Anne era rubia, Miriam pelirroja y Dorcas morena; en cada caso la coloración era auténtica. Se alineaban, respectivamente, de la figura agradablemente rolliza a la esbeltez más deliciosa. Sus edades formaban un abanico ligeramente superior a los quince años, pero resultaba difícil determinar cuál era la mayor. Indudablemente tenían apellidos, pero la casa de Harshaw no se preocupaba mucho por los apellidos. Se rumoreaba que una de ellas era la propia nieta de Harshaw, pero las opiniones respecto a cuál de ellas variaban.

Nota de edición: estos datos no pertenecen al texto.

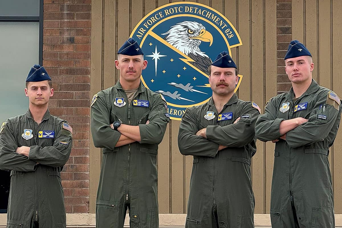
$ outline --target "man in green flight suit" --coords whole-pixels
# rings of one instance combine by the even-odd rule
[[[163,98],[140,81],[143,55],[127,40],[115,60],[119,81],[92,101],[93,139],[103,154],[96,227],[123,227],[128,208],[131,227],[158,226],[157,155],[170,119]]]
[[[28,110],[0,129],[0,169],[11,170],[7,228],[65,228],[61,171],[71,151],[72,129],[50,114],[51,78],[35,65],[26,80]]]
[[[228,52],[209,72],[212,97],[187,109],[178,134],[181,153],[194,156],[185,227],[252,228],[250,165],[260,108],[234,93],[237,69]]]
[[[255,124],[258,138],[276,143],[272,227],[335,227],[328,156],[341,100],[312,79],[312,58],[303,44],[291,41],[285,59],[292,88],[270,99]]]

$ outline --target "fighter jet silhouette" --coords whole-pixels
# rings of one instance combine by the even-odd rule
[[[178,91],[175,91],[173,93],[171,93],[169,91],[164,92],[162,90],[158,90],[158,91],[156,91],[157,93],[161,93],[163,95],[165,95],[165,96],[167,96],[168,97],[170,97],[173,99],[175,100],[188,100],[188,101],[191,101],[193,102],[195,102],[193,100],[189,100],[185,98],[184,98],[180,96],[181,94],[179,94]]]
[[[168,83],[168,84],[170,85],[172,85],[174,86],[175,87],[177,87],[177,88],[179,88],[181,89],[182,89],[185,90],[186,92],[197,92],[197,93],[204,93],[205,94],[208,94],[204,93],[201,91],[199,91],[198,90],[196,90],[194,89],[193,89],[194,86],[190,85],[190,83],[188,83],[185,85],[184,85],[183,84],[180,83],[179,84],[177,84],[175,82],[171,82],[170,83]]]

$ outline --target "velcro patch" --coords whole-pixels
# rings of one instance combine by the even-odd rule
[[[73,128],[66,123],[64,122],[62,124],[62,128],[70,132],[71,134],[73,134]]]
[[[1,125],[1,128],[0,128],[0,134],[3,134],[5,133],[5,131],[6,125],[7,124],[7,122],[4,122],[2,123],[2,124]]]
[[[322,120],[327,119],[327,116],[325,115],[318,115],[317,118],[318,119],[321,119]]]
[[[241,116],[241,118],[249,118],[250,116],[249,114],[246,114]]]
[[[97,94],[96,94],[94,95],[93,97],[93,99],[91,100],[91,104],[90,104],[91,107],[93,106],[93,105],[95,103],[96,100],[97,99],[97,96],[97,96]]]

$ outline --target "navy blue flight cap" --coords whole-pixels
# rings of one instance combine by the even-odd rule
[[[44,67],[39,64],[35,64],[31,68],[26,79],[27,82],[40,82],[45,80],[51,80],[51,78]]]
[[[118,50],[118,54],[130,56],[144,54],[140,46],[134,39],[131,38],[126,40]]]
[[[286,59],[304,55],[312,57],[311,54],[304,46],[304,44],[298,40],[292,40],[290,42],[287,52],[285,55],[284,59]]]
[[[233,67],[237,69],[235,63],[229,55],[229,52],[226,51],[219,54],[211,65],[221,68]]]

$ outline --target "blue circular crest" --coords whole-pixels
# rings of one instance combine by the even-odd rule
[[[162,95],[173,120],[187,108],[207,102],[212,95],[208,67],[223,51],[242,45],[235,28],[222,14],[195,2],[165,5],[149,13],[130,37],[148,62],[141,80]],[[239,75],[237,90],[242,76]]]

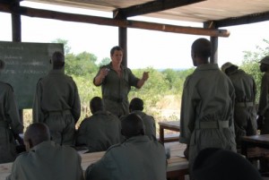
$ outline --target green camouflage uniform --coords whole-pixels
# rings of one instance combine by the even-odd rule
[[[85,171],[86,180],[166,180],[164,147],[148,136],[135,136],[110,147]]]
[[[256,83],[242,70],[229,73],[235,89],[234,124],[236,142],[240,147],[240,137],[256,134],[256,113],[255,109]]]
[[[0,163],[6,163],[16,158],[13,134],[22,133],[23,125],[20,121],[13,88],[0,81]]]
[[[132,113],[135,113],[142,118],[144,125],[144,134],[149,136],[151,140],[156,139],[156,124],[154,118],[139,110],[132,111]],[[120,119],[124,119],[125,117],[126,116],[120,117]]]
[[[113,70],[111,63],[101,66],[100,69],[104,67],[110,70],[101,83],[102,99],[105,107],[118,117],[127,115],[129,113],[128,93],[131,86],[137,87],[139,79],[132,73],[129,68],[123,65],[121,65],[122,77],[120,78],[117,72]],[[95,77],[99,73],[100,71]]]
[[[73,148],[43,141],[16,159],[6,180],[82,180],[81,161]]]
[[[269,73],[265,72],[262,78],[260,101],[257,114],[263,116],[265,124],[261,128],[261,134],[269,133]]]
[[[45,123],[52,140],[73,145],[74,124],[81,116],[78,90],[73,79],[62,70],[51,70],[37,84],[33,122]]]
[[[121,124],[108,111],[98,111],[85,118],[79,129],[77,145],[86,145],[89,152],[105,151],[111,145],[120,143]]]
[[[187,78],[181,102],[179,141],[189,145],[190,170],[203,149],[214,147],[236,151],[234,99],[232,83],[216,64],[199,65]]]

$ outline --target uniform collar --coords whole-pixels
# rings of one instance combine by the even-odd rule
[[[65,73],[65,69],[52,69],[49,73]]]
[[[218,64],[201,64],[196,67],[195,71],[204,71],[204,70],[220,70]]]
[[[137,135],[137,136],[134,136],[134,137],[131,137],[129,139],[127,139],[126,141],[126,142],[143,142],[143,141],[151,141],[150,138],[146,135]]]
[[[49,147],[49,146],[56,146],[56,142],[52,141],[42,141],[41,143],[39,143],[38,145],[32,147],[30,150],[30,151],[37,151],[39,150],[44,150],[46,149],[46,147]]]

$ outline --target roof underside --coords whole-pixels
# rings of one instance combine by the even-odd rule
[[[262,16],[268,20],[268,0],[27,0],[87,8],[103,12],[124,12],[126,17],[149,17],[193,22],[221,21],[240,17]],[[181,2],[182,4],[179,4]],[[154,7],[154,5],[156,7]],[[158,6],[158,7],[157,7]],[[139,12],[135,14],[133,12]],[[118,13],[117,12],[117,13]],[[111,17],[112,18],[112,17]],[[247,21],[242,22],[247,23]]]

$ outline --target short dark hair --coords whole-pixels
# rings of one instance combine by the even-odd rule
[[[130,111],[134,111],[134,110],[143,111],[143,100],[139,98],[133,99],[130,102],[129,109]]]
[[[115,51],[124,51],[122,47],[118,47],[118,46],[116,46],[116,47],[113,47],[110,50],[110,56],[112,56],[115,53]]]
[[[90,108],[92,114],[100,110],[104,110],[103,100],[100,97],[94,97],[90,101]]]
[[[192,51],[195,55],[207,59],[211,56],[211,42],[206,39],[198,39],[192,45]]]
[[[24,141],[31,141],[33,146],[42,141],[50,140],[50,133],[48,125],[43,123],[33,123],[30,124],[24,133]]]
[[[51,60],[54,67],[61,68],[65,65],[65,55],[60,51],[54,52]]]
[[[0,59],[0,70],[4,68],[4,62]]]

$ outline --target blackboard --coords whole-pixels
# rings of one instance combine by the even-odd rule
[[[64,52],[63,44],[0,41],[0,59],[5,63],[0,81],[13,86],[19,109],[32,107],[36,84],[52,69],[55,51]]]

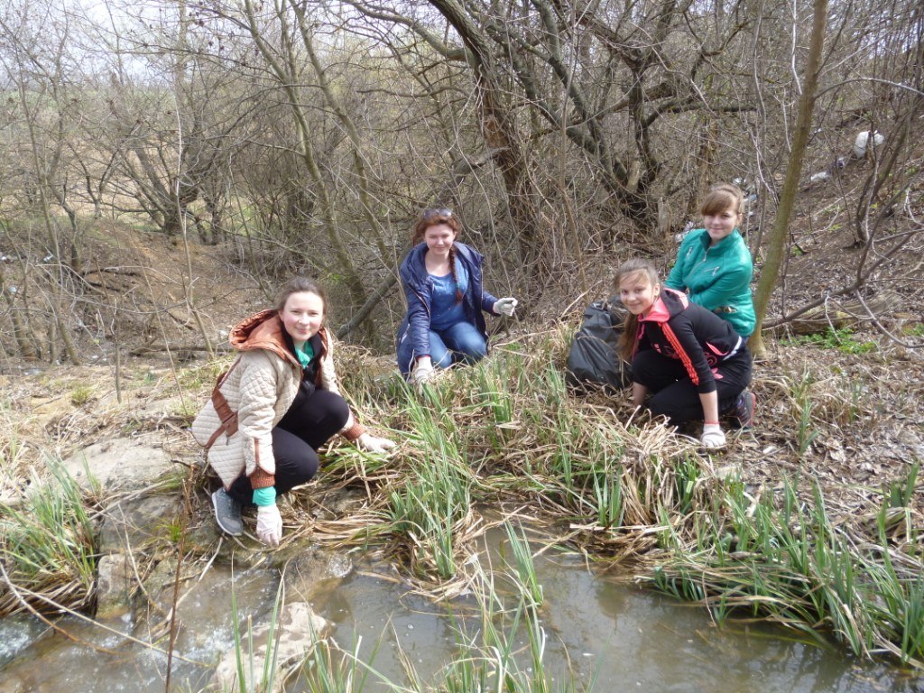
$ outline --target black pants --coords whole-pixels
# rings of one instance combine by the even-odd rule
[[[285,493],[317,473],[321,465],[318,448],[346,424],[348,417],[349,407],[344,398],[327,390],[315,390],[286,412],[273,429],[276,493]],[[246,474],[235,480],[228,493],[244,505],[253,503],[253,490]]]
[[[719,397],[719,416],[725,416],[732,412],[738,395],[750,383],[751,355],[748,346],[721,361],[712,372]],[[699,392],[679,359],[653,350],[639,351],[632,359],[632,380],[651,393],[648,407],[652,414],[667,417],[674,426],[702,420]]]

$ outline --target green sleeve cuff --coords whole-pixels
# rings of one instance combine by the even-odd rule
[[[276,505],[276,490],[273,486],[253,490],[253,505],[264,507]]]

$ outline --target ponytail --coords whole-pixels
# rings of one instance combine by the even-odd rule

En estos momentos Harshaw estaba trabajando más duro de lo que nunca había trabajado. La mayor parte de su mente estaba ocupada en la contemplación de las hermosas muchachas haciendo cosas hermosas con el sol y el agua, pero un diminuto compartimiento de su cerebro, cerrado herméticamente y a prueba de ruidos, estaba componiendo un texto. Afirmaba que su método de composición literaria servía para situar sus gónadas en paralelo con su tálamo y desconectar enteramente su cerebro; sus hábitos proporcionaban cierta verosimilitud a la teoría.

Sobre la mesa había un micrófono conectado a una fonoescritora en su estudio, pero Harshaw sólo utilizaba la fonoescritora para tomar notas. Cuando estaba preparado para escribir algo, llamaba a una taquígrafa humana y observaba sus reacciones. En este momento estaba a punto.

—¡Primera! —gritó.

—Anne es «primera» —respondió Dorcas—. Pero yo lo tomaré. Ese chapoteo fue Anne.

—Zambúllete y ve a buscarla. Puedo esperar.

La morenita surcó el agua; al cabo de un momento Anne salía de la piscina, se echaba un albornoz por encima, sé secaba las manos en él y tomaba asiento al otro lado de la mesa. No dijo nada, no hizo ningún preparativo; Anne poseía una memoria total, nunca se molestaba con dispositivos de grabación.

Harshaw cogió una copa llena de cubitos de hielo sobre la que había vertido coñac y bebió un relajado sorbo.